Engineering department changes name

On July 1, the Department of Mechanical, Aerospace & Structural Engineering in the School of Engineering & Applied Science changed its name to the Department of Mechanical Engineering & Materials Science.

The change was made to reflect the department’s continued emphasis on the development and study of advanced materials, according to Ralph S. Quatrano, PhD, the Spencer T. Olin Professor, who also assumed his duties as dean of the School of Engineering & Applied Science on July 1.

Philip V. Bayly, PhD, the Lilyan and E. Lisle Hughes Professor of Mechanical Engineering who is also chair of the department, says that the department is adjusting its strategic position to take advantage of one of the most exciting and promising fields in modern engineering.

“New materials — nano-structured, multi-functional, energy-harvesting, light, strong, and environmentally sustainable — will play a significant role in addressing the most pressing challenges of the 21st century,” Bayly says.

Materials engineering plays to the university’s strength in interdisciplinary research, where engineers closely interact with chemists, physicists and biologists.
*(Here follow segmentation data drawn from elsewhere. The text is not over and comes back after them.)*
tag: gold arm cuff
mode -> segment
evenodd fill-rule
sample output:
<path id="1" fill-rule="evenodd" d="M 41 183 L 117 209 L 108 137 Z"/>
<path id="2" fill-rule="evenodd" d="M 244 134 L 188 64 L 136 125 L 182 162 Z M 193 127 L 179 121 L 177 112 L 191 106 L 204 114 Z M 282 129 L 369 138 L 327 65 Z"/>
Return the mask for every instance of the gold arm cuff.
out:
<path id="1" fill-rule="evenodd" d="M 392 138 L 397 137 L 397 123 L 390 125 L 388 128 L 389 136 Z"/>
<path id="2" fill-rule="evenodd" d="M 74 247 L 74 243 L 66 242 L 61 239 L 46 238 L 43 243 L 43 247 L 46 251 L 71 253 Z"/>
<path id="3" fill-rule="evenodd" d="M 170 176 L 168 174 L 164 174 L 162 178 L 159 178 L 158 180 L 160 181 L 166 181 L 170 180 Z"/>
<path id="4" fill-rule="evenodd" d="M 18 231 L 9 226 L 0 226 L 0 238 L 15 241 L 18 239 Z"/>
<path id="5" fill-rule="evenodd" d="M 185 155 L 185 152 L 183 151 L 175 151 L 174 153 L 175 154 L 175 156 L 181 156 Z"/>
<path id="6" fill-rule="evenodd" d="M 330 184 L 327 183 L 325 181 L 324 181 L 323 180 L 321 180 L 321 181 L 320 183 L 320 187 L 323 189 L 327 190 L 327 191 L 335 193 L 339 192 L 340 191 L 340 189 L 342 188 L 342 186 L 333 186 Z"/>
The department took a first step on this new pathway in January, when it hired Srikanth Singamaneni, PhD, as an assistant professor. Singamaneni’s research interest is organic and inorganic nanostructured materials for use in chemical and biological sensors, tissue engineering and drug delivery.
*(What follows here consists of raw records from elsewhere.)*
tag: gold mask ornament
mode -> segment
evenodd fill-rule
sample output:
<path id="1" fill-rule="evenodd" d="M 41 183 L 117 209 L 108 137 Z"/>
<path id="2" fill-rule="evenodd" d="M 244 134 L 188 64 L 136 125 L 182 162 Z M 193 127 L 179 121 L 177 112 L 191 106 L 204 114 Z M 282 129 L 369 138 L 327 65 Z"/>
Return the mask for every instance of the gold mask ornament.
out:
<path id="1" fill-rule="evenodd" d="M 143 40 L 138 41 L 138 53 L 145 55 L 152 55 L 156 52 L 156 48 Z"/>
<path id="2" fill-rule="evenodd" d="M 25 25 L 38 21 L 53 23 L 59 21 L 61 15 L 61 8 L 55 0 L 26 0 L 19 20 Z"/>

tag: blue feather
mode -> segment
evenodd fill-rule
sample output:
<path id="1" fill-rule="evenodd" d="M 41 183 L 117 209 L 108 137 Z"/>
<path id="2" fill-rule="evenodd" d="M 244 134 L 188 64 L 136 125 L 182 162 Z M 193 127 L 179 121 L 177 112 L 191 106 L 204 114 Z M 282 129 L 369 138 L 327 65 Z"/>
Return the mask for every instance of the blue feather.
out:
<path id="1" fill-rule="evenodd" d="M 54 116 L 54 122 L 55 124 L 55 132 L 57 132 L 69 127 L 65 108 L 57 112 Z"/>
“We expect to make similar hires in the near future,” Bayly says.

Although it is changing direction, the department will continue to award an ABET-accredited bachelor of science degree in mechanical engineering and master’s and doctoral degrees in mechanical engineering and aerospace engineering. It will award the ABET-accredited bachelor of science degree in civil engineering through September 2013.

The Department of Mechanical Engineering & Materials Science is one of five departments in the School of Engineering & Applied Science. The other four are: biomedical engineering, computer science & engineering, electrical & systems engineering, and energy, environmental & chemical engineering.